MotoPartPicker — Technical Architecture Document

00

Architecture Principles

Every technical decision in this document flows from five governing principles. When tradeoffs arise, these serve as the tiebreaker — in this order.

SOLID at service level

Separation of concerns

Defense in depth

12-Factor App

YAGNI, designed to scale

SOLID at Service Level

Each SvelteKit route module has a single responsibility. Business logic lives in service files, not load functions. Interfaces are preferred over direct implementation calls.

Separation of Concerns

Presentation, business logic, and data access are never mixed. SSR handles public data; client-side handles interactivity.

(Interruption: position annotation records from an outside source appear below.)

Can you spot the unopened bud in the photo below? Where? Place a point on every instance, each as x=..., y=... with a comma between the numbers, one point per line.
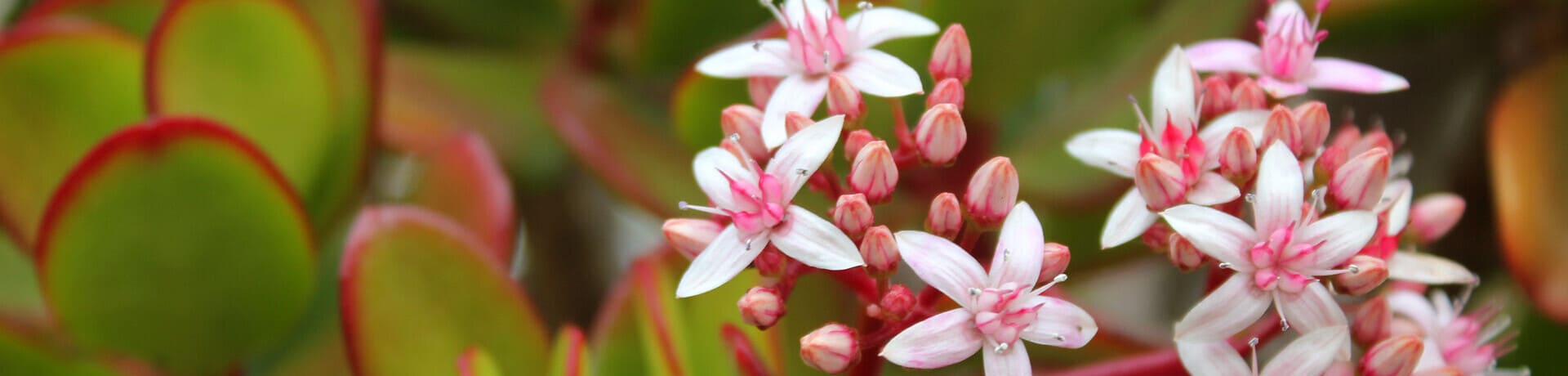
x=831, y=348
x=690, y=235
x=1435, y=215
x=880, y=251
x=941, y=135
x=951, y=56
x=1360, y=182
x=991, y=191
x=744, y=124
x=874, y=172
x=1396, y=356
x=761, y=307
x=947, y=92
x=946, y=217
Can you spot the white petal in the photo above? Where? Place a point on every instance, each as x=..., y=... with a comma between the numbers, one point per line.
x=880, y=74
x=1019, y=248
x=1278, y=199
x=882, y=24
x=1214, y=232
x=795, y=93
x=941, y=263
x=767, y=56
x=1111, y=150
x=811, y=240
x=800, y=157
x=1428, y=268
x=1060, y=323
x=1213, y=190
x=1128, y=220
x=1227, y=311
x=720, y=262
x=938, y=342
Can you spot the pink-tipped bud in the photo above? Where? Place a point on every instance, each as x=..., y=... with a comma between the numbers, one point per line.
x=1396, y=356
x=1435, y=215
x=744, y=124
x=688, y=235
x=874, y=172
x=951, y=56
x=1365, y=275
x=761, y=307
x=993, y=191
x=831, y=348
x=1358, y=184
x=1237, y=155
x=880, y=251
x=1160, y=182
x=946, y=217
x=941, y=135
x=947, y=92
x=761, y=88
x=853, y=215
x=844, y=99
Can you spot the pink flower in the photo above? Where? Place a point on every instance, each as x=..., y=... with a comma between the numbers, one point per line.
x=1285, y=56
x=821, y=43
x=1000, y=309
x=758, y=204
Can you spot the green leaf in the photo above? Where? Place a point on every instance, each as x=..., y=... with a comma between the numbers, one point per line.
x=417, y=290
x=179, y=244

API routes are the only data boundary.

Defense in Depth

Auth is enforced at the route level, the service level, and the database level. No single layer is trusted alone. Secrets never touch source code.

12-Factor App

Config via environment variables. Stateless processes. Port binding. Dev/prod parity. Logs as event streams via structured pino output to stdout.

YAGNI, Designed to Scale

No Redis, no Elasticsearch, no microservices at launch. Postgres handles search, queuing, and sessions. Scale gates are documented and infrastructure-tested.

01

System Overview

MotoPartPicker is a single SvelteKit application deployed on Fly.io that handles both SSR and API routing. All persistent state lives in Neon Postgres. External services (auth, billing, storage, email) are integrated via official SDKs and webhooks.

System Component Diagram

bikes parts compatibility_records verifications users builds retailers part_prices affiliate_clicks retailer_subscriptions

02

Frontend Architecture

SvelteKit provides SSR and client-side hydration in a single framework. SSR is the default for all public pages — critical because "[bike] [part] compatible" queries are high-volume organic search traffic. Interactive features (build planner, part filters, comparison) hydrate on the client after initial load.

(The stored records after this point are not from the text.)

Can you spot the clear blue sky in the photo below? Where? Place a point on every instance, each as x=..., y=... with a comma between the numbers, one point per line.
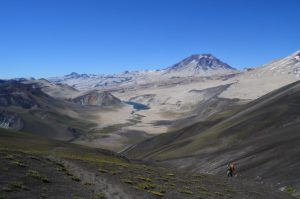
x=42, y=38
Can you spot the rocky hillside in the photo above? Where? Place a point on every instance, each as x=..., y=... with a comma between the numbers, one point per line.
x=102, y=99
x=59, y=91
x=266, y=78
x=257, y=136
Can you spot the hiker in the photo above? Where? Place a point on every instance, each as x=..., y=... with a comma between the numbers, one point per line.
x=230, y=169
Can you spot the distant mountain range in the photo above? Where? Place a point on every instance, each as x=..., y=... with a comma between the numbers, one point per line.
x=195, y=65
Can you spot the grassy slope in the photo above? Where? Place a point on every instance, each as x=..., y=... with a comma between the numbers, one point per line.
x=262, y=138
x=38, y=167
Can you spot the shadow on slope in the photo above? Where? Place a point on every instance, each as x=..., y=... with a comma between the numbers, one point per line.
x=262, y=137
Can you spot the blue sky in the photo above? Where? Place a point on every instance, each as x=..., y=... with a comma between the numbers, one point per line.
x=44, y=38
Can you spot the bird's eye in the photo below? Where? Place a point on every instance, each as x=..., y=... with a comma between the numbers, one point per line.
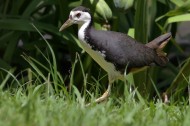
x=78, y=15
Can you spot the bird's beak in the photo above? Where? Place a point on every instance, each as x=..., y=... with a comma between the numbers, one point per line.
x=68, y=23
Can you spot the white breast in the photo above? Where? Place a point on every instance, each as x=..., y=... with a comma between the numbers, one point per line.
x=97, y=55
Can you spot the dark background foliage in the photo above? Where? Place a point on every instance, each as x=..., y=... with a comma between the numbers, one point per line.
x=146, y=20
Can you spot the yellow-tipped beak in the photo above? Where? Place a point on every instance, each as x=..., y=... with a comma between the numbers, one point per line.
x=68, y=23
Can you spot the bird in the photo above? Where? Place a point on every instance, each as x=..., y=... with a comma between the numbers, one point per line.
x=115, y=51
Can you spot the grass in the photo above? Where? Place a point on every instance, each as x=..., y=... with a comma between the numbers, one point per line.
x=32, y=110
x=41, y=99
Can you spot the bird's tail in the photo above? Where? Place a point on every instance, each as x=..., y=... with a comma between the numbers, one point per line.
x=158, y=44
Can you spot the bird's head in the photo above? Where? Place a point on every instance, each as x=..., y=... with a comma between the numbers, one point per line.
x=78, y=15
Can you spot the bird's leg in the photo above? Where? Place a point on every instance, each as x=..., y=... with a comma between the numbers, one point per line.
x=105, y=95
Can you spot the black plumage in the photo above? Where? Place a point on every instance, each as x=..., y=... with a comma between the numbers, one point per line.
x=115, y=51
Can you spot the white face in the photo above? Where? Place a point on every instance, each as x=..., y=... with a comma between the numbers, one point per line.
x=79, y=17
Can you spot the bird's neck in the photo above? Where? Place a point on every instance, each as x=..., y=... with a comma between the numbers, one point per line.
x=83, y=28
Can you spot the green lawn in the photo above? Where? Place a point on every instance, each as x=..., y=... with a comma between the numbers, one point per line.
x=34, y=109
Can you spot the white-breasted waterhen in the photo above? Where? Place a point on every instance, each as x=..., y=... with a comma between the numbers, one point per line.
x=115, y=51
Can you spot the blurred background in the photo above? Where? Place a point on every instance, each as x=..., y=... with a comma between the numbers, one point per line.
x=142, y=19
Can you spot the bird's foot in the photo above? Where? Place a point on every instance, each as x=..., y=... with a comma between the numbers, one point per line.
x=101, y=99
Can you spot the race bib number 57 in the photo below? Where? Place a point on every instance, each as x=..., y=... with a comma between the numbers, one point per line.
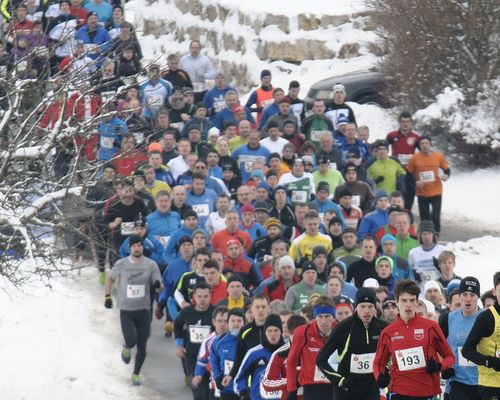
x=410, y=359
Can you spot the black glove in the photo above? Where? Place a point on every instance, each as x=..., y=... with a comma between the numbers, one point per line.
x=346, y=383
x=292, y=396
x=384, y=379
x=494, y=363
x=108, y=302
x=432, y=366
x=448, y=373
x=245, y=395
x=218, y=382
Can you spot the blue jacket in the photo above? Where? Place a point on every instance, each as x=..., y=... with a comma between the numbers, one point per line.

SEO is the primary growth channel. Every public bike/part page is fully rendered HTML on first request. No client-side-only rendering for indexable content. Server load functions handle all data fetching before the response is sent.

Rendering Strategy

SSR — SEO Pages

Bike listing, part detail, compatibility result, build showcase, marketing landing. All rendered server-side with server load functions.

CSR — Interactive

Build planner, live part filters, comparison tool, user dashboard. Hydrated after SSR shell; state managed in Svelte stores.

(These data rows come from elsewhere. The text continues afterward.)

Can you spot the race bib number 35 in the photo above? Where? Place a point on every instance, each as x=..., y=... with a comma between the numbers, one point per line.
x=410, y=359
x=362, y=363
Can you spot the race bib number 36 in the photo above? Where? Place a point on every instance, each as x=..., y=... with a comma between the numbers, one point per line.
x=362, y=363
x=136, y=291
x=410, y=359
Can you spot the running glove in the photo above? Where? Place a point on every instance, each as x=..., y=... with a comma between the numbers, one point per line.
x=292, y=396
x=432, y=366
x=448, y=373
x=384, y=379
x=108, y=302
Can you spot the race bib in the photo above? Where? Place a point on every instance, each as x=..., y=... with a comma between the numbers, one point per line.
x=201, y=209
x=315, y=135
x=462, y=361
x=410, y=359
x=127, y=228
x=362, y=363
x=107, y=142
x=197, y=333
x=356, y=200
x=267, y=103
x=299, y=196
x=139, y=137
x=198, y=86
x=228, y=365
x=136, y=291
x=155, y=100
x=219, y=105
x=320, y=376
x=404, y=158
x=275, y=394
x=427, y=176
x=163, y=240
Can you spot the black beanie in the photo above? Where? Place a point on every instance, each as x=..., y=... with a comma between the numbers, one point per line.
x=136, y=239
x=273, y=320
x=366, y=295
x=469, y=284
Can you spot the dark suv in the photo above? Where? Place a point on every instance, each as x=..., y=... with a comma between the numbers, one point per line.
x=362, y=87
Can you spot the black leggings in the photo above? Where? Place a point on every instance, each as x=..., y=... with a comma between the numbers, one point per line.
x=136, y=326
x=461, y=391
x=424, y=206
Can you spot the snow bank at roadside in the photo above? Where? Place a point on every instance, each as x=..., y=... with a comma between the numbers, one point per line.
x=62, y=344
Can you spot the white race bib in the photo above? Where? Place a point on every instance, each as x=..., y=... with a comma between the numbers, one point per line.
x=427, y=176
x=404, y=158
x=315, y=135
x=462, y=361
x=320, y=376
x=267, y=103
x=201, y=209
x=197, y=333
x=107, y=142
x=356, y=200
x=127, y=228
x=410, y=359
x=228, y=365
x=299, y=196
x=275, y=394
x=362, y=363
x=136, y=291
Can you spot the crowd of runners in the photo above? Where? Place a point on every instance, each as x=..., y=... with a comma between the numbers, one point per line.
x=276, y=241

Feature-Sliced Route Structure

        // src/routes/ — feature-sliced by domain
routes/
├── (marketing)/          — landing, about, pricing
├── bikes/
│   ├── +page.svelte        — bike selector (year/make/model)
│   └── [bikeId]/
│       └── +page.svelte    — compatible parts for bike
├── parts/
│   └── [partId]/
│       └── +page.svelte    — part detail + prices
├── builds/
│   ├── +page.svelte        — user build list (CSR)
│   └── [buildId]/
│       └── +page.svelte    — build detail (SSR for public)
└── api/                   — all +server.ts endpoints
      

Performance Budget

<2s

LCP

Largest Contentful Paint

<100ms

FID

First Input Delay

<0.1

CLS

Cumulative Layout Shift

03

Backend Architecture

The backend is a set of SvelteKit +server.ts API routes. Auth is enforced via BetterAuth middleware. Rate limiting uses an in-memory sliding window at launch, graduating to a Postgres-backed counter at 25K MAU.

Auth strategy: BetterAuth with session cookies. Google and GitHub OAuth. Sessions stored in Postgres via BetterAuth's session adapter. No JWTs in local storage. Rate limits: 100 req/min unauthenticated, 300 req/min authenticated.

API Surface

Method	Path	Auth	Description
GET	/api/bikes	none	List bikes, filterable by year / make / model
GET	/api/bikes/[id]/parts	none	Compatible parts for a specific bike
GET	/api/parts/[id]	none	Part detail including prices across retailers
GET	/api/parts/[id]/verifications	none	Community verifications for a part + bike combo
POST	/api/verifications	user	Submit a fit verification for a part on a bike
GET	/api/builds	user	List authenticated user's builds
POST	/api/builds	user	Create a new build for the authenticated user
PUT	/api/builds/[id]	owner	Update a build (ownership verified server-side)
GET	/api/prices/[partId]	none	Current prices across all retailers for a part
POST	/api/affiliate/click	none	Record an affiliate click for attribution tracking
POST	/api/webhooks/stripe	stripe	Handle billing events: invoice.paid, subscription.updated, etc.

04

Data Architecture

Everything lives in Postgres. No secondary data stores at launch. Neon's serverless driver handles connection pooling transparently — no need for PgBouncer or a separate pooler.

Neon Serverless Driver

HTTP-based Postgres connection that works in edge runtimes. Built-in connection pooling eliminates the need for PgBouncer at this scale.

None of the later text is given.